For surgical patients in New Mexico and around the country, the late afternoon often presents the greatest risk of medical error. Many physicians and other care workers exchange shifts at the end of the traditional workday, leading to plenty of opportunity for information to get lost in communication. How medical professionals communicate when transferring a patient from the care of one staff member to another plays a crucial role in the rate of medical errors.
Shift changes in which information is exchanged hastily can result in important patient information being lost. A letter published in JAMA Internal Medicine recommended that hospitals use technology to improve communication between team members during shift changes. Electronic medical records can prevent medical errors by preserving patient information in a convenient and easy to read format. Electronic records are stored on web-based applications that can easily be accessed by all authorized personnel.

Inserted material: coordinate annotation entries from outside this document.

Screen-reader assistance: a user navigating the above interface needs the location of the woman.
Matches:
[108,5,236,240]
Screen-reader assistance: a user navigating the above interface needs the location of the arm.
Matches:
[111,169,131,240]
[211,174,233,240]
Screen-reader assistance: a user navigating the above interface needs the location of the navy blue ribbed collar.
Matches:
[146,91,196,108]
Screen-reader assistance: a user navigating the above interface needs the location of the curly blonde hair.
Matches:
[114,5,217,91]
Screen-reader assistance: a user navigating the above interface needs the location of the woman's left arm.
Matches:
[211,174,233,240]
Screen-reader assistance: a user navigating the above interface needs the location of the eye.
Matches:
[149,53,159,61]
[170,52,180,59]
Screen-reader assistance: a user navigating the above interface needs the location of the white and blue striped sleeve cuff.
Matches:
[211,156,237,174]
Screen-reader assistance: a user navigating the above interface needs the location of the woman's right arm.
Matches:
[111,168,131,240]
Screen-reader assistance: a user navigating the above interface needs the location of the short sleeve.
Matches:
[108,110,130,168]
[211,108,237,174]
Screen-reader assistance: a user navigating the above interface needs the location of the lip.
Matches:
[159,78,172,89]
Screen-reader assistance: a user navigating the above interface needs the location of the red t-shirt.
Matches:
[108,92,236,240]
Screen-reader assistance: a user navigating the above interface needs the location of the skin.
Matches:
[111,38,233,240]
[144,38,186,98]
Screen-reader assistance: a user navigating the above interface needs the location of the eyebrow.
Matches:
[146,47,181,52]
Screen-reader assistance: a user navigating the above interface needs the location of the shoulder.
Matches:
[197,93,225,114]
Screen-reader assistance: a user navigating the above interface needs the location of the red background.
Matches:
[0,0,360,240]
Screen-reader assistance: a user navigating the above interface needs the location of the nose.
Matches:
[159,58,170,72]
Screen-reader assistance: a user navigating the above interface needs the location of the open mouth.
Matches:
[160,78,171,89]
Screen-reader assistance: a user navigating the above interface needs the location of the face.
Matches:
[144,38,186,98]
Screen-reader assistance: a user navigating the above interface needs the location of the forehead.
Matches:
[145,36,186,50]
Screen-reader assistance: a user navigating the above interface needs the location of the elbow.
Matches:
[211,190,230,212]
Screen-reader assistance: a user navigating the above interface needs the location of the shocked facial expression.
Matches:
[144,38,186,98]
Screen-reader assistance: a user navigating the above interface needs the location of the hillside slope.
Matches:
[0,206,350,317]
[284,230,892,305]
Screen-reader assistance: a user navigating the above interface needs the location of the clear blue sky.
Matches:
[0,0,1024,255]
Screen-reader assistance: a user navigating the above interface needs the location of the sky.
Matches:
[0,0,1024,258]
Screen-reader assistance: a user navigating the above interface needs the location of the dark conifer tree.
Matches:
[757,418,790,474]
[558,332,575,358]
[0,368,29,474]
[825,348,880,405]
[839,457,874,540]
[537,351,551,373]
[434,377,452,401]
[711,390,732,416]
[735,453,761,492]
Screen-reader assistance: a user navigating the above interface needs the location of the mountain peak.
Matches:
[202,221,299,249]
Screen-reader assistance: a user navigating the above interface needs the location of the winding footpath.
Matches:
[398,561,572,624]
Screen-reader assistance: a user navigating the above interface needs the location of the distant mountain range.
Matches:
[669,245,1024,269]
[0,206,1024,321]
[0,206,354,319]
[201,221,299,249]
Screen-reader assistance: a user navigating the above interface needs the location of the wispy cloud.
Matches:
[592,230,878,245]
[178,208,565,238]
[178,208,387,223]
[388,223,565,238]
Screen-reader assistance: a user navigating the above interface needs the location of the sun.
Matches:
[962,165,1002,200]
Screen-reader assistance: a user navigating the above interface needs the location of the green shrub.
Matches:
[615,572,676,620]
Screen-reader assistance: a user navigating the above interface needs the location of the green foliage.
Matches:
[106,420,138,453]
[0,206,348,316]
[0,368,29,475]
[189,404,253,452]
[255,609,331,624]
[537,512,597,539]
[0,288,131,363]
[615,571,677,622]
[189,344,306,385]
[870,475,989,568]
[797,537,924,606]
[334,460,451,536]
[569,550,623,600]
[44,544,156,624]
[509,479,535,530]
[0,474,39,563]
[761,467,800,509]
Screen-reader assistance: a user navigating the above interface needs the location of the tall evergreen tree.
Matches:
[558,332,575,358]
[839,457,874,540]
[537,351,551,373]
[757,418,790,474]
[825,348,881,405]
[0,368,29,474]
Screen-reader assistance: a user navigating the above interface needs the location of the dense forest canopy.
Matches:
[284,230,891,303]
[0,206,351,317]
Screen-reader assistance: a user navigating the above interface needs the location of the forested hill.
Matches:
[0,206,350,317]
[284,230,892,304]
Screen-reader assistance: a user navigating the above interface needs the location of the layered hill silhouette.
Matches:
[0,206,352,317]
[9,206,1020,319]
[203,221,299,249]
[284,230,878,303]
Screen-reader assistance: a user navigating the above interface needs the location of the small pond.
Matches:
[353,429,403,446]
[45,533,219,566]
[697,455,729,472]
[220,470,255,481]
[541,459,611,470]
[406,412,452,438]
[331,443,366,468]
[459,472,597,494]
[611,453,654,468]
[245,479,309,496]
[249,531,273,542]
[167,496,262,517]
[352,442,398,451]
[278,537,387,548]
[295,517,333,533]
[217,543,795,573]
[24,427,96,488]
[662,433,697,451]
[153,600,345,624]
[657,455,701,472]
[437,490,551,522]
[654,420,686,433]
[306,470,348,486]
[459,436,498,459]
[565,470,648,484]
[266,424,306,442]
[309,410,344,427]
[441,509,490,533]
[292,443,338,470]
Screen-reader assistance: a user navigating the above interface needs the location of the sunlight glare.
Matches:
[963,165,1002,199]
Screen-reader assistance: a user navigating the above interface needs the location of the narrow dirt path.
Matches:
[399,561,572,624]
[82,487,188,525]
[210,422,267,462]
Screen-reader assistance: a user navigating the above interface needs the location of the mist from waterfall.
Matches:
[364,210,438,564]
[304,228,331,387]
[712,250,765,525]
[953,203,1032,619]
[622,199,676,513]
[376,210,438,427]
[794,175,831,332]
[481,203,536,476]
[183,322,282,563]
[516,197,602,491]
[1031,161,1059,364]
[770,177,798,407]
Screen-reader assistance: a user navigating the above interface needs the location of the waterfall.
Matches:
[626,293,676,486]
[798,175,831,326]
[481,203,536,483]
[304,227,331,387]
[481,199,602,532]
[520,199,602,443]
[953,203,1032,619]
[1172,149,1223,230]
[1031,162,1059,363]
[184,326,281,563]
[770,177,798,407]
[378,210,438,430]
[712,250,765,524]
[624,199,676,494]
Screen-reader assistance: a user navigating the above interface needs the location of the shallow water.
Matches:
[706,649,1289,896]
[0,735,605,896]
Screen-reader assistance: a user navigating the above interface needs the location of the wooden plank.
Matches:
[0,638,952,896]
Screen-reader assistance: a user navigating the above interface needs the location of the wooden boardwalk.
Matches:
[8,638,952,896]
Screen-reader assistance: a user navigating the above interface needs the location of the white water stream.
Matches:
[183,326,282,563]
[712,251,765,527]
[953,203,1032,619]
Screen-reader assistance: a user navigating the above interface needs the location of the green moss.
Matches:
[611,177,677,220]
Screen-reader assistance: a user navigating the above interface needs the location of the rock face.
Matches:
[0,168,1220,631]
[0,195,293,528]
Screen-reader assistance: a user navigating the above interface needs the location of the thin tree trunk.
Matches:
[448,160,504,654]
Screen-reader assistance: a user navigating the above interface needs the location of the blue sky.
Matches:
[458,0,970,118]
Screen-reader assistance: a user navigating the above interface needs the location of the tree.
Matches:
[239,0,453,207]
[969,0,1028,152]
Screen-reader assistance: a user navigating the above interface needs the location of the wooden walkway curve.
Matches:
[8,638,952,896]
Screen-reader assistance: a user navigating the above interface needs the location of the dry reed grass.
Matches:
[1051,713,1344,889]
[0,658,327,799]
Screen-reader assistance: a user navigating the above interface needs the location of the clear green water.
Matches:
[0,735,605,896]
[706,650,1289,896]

The greatest benefit of electronic medical record technology is that it allows team members to highlight the most important details from a patient’s record for immediate visibility. A study of electronic medical record use in over 5,000 patient cases in a Boston hospital found that the use of EMR technology significantly decreased the rate of medical mistakes made in a hospital setting. This technology could solve the biggest problem presented by shift-based medical care designed to keep doctors from becoming sleep deprived. Electronic medical records make it possible for all medical team members to remain on the same page, even when multiple shift changes occur within a day.
Medical negligence that results in lasting damage could be justification for a medical malpractice lawsuit. Negligent hospitals may be responsible for providing compensation for medical bills, pain and suffering and other damages associated with a medical error. From poor communication to a failure to store important patient information, there are a variety of mistakes that could render a hospital liable for damages.